The Motherboard is probably one of the most important choices you will make when buying PC parts. You plug all the parts into your motherboard, and the motherboard controls them all. Back in the day these things were super complicated. While they are more complex today as far as capabilities go, they have been made a lot simpler to use and assemble.
Motherboards have a lot of features and if you walk into a store and look at a box, you will see a lot of marketing speak that doesn’t mean anything. It’s similar to looking at the TV section in a Best Buy or Wal-Mart. All of the boxes you see will say a lot of things that they made up. These things actually do things, but you shouldn’t buy a product based on companies BS marketing on the box. Do your research ahead of time.
When doing your research be sure to keep in mind the form factor you are going for. If you found a great m-ATX case that you want, do not look at standard ATX motherboards. You will need to buy an m-ATX motherboard, or possibly an m-ITX motherboard if the case will support it as well. Because I bought the m-ATX case, I bought an m-ATX motherboard to go along with it.
If your motherboard has certain quirks, they may annoy you until you decide to replace it, so make sure you do your research well and look up reviews before buying a product. My biggest problem with my current PC is how long the boot process takes because motherboard goes through way to many checks before it starts booting windows. The time it takes to boot is called its POST time. When you are doing your research and looking at benchmarks, one of them will usually be POST time.
There are things that will be completely standard on pretty much all motherboards. It will have 2-6 slots for Ram, USB ports, video card slots, internal hard drive connections, and an Ethernet port for your internet connection.
So now that we got the similar things out of the way, let’s talk about the differences you will see in today’s motherboard, and what you should look for.
CPU Support – Basically this comes down to which company’s processor you will buy. A motherboard will either support an Intel Processor or an AMD processor. Intel processors are better in almost every aspect, but they are more expensive. AMD tries to get you in based on price. They aren’t bad processors, but they definitely aren’t as good. Personally I think it’s worth the extra money to go with Intel. I’ve had less crashes, and blue screens with Intel machines, and I’ve had them last longer as well.
Wireless Support – I always recommend plugging in a computer instead of going wireless, but if you need wireless support, some motherboards have wireless built into them. You can always buy a separate wireless USB stick later if you don’t think you need it right away.

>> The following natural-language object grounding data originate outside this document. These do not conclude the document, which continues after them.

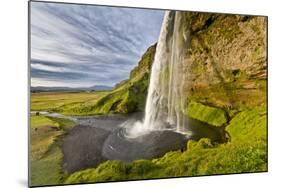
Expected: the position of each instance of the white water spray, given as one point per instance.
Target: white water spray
(166, 101)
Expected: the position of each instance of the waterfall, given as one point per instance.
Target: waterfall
(166, 99)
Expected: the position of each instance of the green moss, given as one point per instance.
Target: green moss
(46, 155)
(48, 170)
(211, 115)
(39, 121)
(245, 152)
(248, 125)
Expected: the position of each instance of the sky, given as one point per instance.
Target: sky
(84, 45)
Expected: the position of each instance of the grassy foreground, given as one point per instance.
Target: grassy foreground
(65, 102)
(46, 155)
(246, 152)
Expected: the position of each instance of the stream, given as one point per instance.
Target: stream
(104, 137)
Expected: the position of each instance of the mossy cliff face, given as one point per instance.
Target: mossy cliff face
(129, 95)
(227, 60)
(226, 76)
(225, 66)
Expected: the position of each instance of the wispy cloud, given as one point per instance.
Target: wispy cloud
(83, 45)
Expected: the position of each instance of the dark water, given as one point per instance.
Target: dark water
(101, 138)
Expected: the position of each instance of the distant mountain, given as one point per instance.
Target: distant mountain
(92, 88)
(100, 87)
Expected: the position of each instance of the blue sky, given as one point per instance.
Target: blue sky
(84, 45)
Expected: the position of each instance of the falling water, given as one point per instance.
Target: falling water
(166, 100)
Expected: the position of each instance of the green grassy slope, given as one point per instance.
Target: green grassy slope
(201, 158)
(46, 155)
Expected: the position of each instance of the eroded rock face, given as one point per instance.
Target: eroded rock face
(226, 65)
(227, 60)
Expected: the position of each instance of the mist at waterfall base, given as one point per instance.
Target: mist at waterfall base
(162, 128)
(166, 101)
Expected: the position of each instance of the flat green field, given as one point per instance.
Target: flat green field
(64, 102)
(46, 155)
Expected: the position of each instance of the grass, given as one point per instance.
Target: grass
(39, 121)
(46, 155)
(52, 101)
(211, 115)
(244, 153)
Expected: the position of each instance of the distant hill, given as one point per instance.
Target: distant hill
(92, 88)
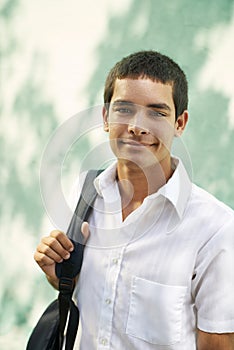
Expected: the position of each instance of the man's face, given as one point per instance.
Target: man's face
(141, 121)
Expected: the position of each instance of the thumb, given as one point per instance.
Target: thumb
(85, 231)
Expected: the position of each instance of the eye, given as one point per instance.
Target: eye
(156, 114)
(123, 110)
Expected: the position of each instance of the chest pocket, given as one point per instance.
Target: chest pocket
(155, 313)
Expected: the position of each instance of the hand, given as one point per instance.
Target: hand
(53, 249)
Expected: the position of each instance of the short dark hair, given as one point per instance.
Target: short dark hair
(152, 65)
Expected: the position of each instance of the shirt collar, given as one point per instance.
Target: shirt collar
(177, 190)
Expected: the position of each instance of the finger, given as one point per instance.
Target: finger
(63, 240)
(53, 246)
(52, 249)
(85, 230)
(43, 260)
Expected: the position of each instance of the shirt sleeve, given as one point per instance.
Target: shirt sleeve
(213, 285)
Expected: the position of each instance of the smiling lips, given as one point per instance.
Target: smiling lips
(137, 143)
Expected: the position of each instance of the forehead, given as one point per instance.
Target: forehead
(142, 91)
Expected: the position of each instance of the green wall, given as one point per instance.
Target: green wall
(30, 110)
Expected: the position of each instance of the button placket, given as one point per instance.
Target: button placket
(105, 329)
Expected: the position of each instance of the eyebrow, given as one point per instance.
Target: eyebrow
(151, 105)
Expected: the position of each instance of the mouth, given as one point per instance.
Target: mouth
(133, 143)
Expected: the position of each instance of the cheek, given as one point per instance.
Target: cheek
(164, 132)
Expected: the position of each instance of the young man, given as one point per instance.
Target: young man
(157, 270)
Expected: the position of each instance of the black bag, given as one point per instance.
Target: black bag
(48, 334)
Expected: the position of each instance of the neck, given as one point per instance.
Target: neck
(136, 183)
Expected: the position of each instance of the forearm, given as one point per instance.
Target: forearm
(214, 341)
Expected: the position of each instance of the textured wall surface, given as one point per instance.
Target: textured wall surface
(54, 56)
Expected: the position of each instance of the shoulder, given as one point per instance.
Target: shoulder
(76, 190)
(206, 205)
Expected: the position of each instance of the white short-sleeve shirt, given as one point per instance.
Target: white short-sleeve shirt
(148, 282)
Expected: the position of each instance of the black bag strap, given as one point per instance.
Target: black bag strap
(68, 269)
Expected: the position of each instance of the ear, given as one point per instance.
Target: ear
(181, 123)
(105, 119)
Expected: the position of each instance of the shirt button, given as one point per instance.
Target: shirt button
(104, 341)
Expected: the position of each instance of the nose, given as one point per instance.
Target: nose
(137, 125)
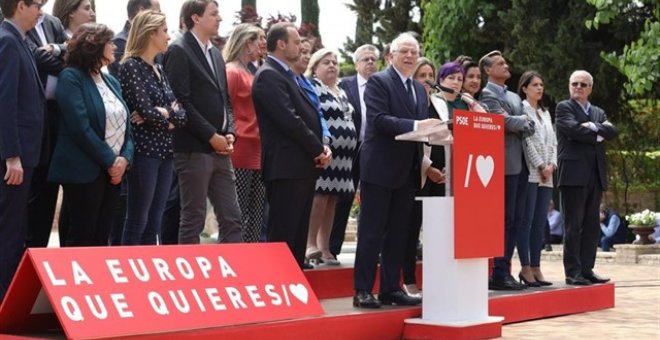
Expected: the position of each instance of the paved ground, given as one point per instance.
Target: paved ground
(637, 304)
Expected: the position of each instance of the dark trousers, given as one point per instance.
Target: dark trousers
(343, 208)
(91, 209)
(384, 224)
(580, 208)
(289, 206)
(13, 207)
(169, 231)
(251, 196)
(149, 182)
(211, 175)
(41, 208)
(43, 194)
(515, 198)
(117, 231)
(535, 217)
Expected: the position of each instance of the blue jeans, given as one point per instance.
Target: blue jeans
(530, 235)
(149, 182)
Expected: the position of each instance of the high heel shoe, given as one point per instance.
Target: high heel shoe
(528, 283)
(542, 282)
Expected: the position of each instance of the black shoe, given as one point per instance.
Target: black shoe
(543, 283)
(506, 283)
(524, 281)
(593, 278)
(578, 281)
(399, 298)
(364, 299)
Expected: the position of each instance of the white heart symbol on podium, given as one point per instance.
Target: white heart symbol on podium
(485, 169)
(300, 292)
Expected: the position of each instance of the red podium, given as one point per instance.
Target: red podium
(461, 233)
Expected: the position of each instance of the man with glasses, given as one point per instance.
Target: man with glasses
(389, 175)
(365, 59)
(581, 130)
(516, 126)
(21, 126)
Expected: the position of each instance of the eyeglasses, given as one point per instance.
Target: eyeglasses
(579, 84)
(34, 3)
(407, 51)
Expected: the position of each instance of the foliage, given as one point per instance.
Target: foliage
(644, 218)
(380, 21)
(639, 59)
(310, 16)
(248, 14)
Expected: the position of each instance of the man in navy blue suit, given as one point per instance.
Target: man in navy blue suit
(365, 58)
(389, 174)
(21, 128)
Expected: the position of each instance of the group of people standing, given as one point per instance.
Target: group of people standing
(270, 134)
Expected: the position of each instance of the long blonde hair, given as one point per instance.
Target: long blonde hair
(241, 35)
(145, 23)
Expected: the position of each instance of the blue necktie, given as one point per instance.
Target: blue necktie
(411, 94)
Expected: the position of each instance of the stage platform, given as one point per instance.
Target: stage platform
(341, 321)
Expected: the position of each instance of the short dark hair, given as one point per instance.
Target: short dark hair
(87, 46)
(192, 7)
(8, 7)
(134, 6)
(524, 81)
(279, 31)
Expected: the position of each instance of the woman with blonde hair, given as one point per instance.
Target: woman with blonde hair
(336, 179)
(73, 13)
(241, 50)
(155, 114)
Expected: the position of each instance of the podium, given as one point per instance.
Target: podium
(462, 232)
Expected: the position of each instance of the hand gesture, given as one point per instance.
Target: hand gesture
(14, 174)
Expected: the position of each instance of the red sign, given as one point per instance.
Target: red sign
(478, 182)
(120, 291)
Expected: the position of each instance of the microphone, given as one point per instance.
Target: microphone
(439, 87)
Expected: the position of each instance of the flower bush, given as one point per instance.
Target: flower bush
(644, 218)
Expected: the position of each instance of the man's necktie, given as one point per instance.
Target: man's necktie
(411, 94)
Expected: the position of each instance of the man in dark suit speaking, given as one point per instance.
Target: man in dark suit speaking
(389, 174)
(581, 130)
(21, 127)
(291, 141)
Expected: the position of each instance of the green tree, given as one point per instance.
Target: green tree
(309, 10)
(639, 59)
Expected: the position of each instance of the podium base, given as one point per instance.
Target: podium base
(489, 328)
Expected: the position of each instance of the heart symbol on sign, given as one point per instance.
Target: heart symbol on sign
(485, 169)
(300, 292)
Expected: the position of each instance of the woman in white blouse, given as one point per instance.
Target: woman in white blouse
(94, 144)
(541, 158)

Audio Output – Back in the day, to get audio output you would have needed to buy a separate sound card. For years now motherboards have had built-in audio which is really nice. The difference is how it outputs the audio. I have 5.1 analog speakers for my sound system so I needed a motherboard that had connections to support it. Some motherboards also have digital audio output through toslink/spdif, and HDMI if you want to connect your PC directly up to a TV.
Video Output – If you plan on getting a separate video card this won’t matter much to you. The different options are VGA, DVI, HDMI, Display Port, and Thunderbolt. If you have a current monitor and plan on keeping it, you should check to see what your monitor supports, and make sure your motherboard will support the same. VGA, DVI, and HDMI are pretty standard on motherboards today. Display Port and Thunderbolt are more for Apple computers. If you plan on building a hackintosh you may want to look into boards with these ports.
Most motherboards are very similar in what they provide, so your instincts may make you want to buy a cheap motherboard. I would suggest against it because the cheaper motherboards usually die quickly or have problems way more often. Gigabyte is my manufacturer of choice. Asus also makes very good motherboards, but they tend to be a lot more expensive with very little gain. Your motherboard is going to be one of your most important purchases because changing it may lead to changing out everything.